As long as work times and spaces were organized in a mostly rigid and standardized manner, professional identity was always distinct from private identity. There were different times and spaces for living two different parts of life. It was even possible to play Doctor Jekyll and Mister Hyde, becoming two separate people, wearing different masks. We knew little of the work our fathers and mothers did. Maybe one day a year we could visit their companies; but when they came home, work remained behind the door, so to say. It was discussed at the table, but abstractly, like a conversation on politics or the weather.

This is how it was for a long time. The rigidity of the organization of work allowed for a sharp separation of two basis aspects of each person's private and personal identity. In the current economic and social context, characterized by complexity, speed, and uncertainty, people have expressed new and more sophisticated needs to manage the pace of work and life, that is often very tiresome. The need for flexibility, to reconcile private life and work, has become a priority.

To respond to this need, linked not only to the management of family responsibilities but also the possibility to cultivate one's own interests and private relationships, businesses, even before the Covid-19 pandemic, had begun to rethink the organization of work, making it more flexible, less restricted by punching in and strict hours. And with the slow adoption of smart working by many workers, there seems to be a transformation of identity, becoming more fluid and integrated. Work has come into the home and the family, creating an inevitable contamination. However, this contamination has been exasperated by the health emergency, creating a true fusion (and confusion) between the two spheres of identity.

This particular situation provides us the opportunity to reflect on the advantages and limits of this process of melting of identity, which has been underway for some time. Immediately, we all see with our own eyes the coercive aspects of "never disconnecting;" rigidity separates and fluidity creates a connection of time and space that can become stressful and all-absorbing. There is less reflection on other aspects of this new option: fluidity does not allow us to hide ourselves and play with different masks. In the connection of times and spaces, the authenticity of the person, and not the role she plays, becomes an important foundation to construct a relationship of trust and constructive exchange. In fact, as the comment shown above indicates, this mixture between the two spheres, that were previously separated, humanizes people. In this period in particular, we have learned more about our colleagues, our bosses, our team that was previously unknown to us, recognizing various nuances of their lives. This transparency can become an important bond for trust and reciprocity when we go back to our offices.
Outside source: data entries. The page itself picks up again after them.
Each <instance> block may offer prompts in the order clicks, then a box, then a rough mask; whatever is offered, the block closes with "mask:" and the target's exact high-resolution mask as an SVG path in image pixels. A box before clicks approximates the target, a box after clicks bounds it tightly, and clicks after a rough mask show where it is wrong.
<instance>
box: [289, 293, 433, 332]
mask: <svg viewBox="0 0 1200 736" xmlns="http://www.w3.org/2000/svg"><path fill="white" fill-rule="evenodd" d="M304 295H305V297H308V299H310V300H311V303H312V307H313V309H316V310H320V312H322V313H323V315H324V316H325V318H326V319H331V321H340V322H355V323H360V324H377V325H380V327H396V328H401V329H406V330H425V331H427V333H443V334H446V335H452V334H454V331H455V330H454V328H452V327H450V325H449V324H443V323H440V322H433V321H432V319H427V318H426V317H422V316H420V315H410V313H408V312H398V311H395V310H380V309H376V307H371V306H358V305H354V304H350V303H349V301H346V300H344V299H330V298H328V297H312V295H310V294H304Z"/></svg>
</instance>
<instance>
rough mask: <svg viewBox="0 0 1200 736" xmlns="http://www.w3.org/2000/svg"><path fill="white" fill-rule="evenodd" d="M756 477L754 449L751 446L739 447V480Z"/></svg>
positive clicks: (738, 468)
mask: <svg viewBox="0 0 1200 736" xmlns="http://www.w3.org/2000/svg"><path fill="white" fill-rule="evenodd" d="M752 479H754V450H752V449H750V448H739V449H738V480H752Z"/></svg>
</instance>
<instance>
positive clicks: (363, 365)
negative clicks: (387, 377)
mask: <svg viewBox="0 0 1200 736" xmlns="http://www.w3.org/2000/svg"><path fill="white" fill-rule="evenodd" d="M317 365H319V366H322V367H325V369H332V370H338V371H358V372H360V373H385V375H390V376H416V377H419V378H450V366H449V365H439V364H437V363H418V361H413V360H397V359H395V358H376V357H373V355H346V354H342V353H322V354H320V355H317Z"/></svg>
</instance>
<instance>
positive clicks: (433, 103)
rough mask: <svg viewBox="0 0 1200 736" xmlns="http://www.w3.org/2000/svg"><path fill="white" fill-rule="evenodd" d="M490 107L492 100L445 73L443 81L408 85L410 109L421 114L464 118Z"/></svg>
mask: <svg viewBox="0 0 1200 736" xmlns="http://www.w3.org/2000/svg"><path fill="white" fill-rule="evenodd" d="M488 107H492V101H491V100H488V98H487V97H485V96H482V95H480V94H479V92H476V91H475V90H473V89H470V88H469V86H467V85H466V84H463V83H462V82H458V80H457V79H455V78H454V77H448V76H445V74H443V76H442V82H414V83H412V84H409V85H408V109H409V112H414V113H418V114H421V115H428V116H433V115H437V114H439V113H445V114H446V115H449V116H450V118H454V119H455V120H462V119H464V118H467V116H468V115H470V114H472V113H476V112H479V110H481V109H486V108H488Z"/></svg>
In addition, the possibility of revealing ourselves in a more fluid and coherent manner could compensate for that condition of pluralism of social identities that in psychology has been defined "the carnival of identities" or the "schizophrenia of the self." According to this view, the tendency to continuously change models of reference, to act out different lifestyles, which is characteristic of the post-modern condition, makes the nucleus of the personality fragile; a difficult emotional condition for each person.

It is also true that this path of greater dialogue and exchange between the spheres of our identities could be seen as excessive, a Big Brother that controls and standardizes everything. If this were true, each person could also decide differently, for example wearing professional suits and concealing the view of her home in order to prevent people from seeing other aspects beyond their head and shoulders (a function available in most video-conferencing tools).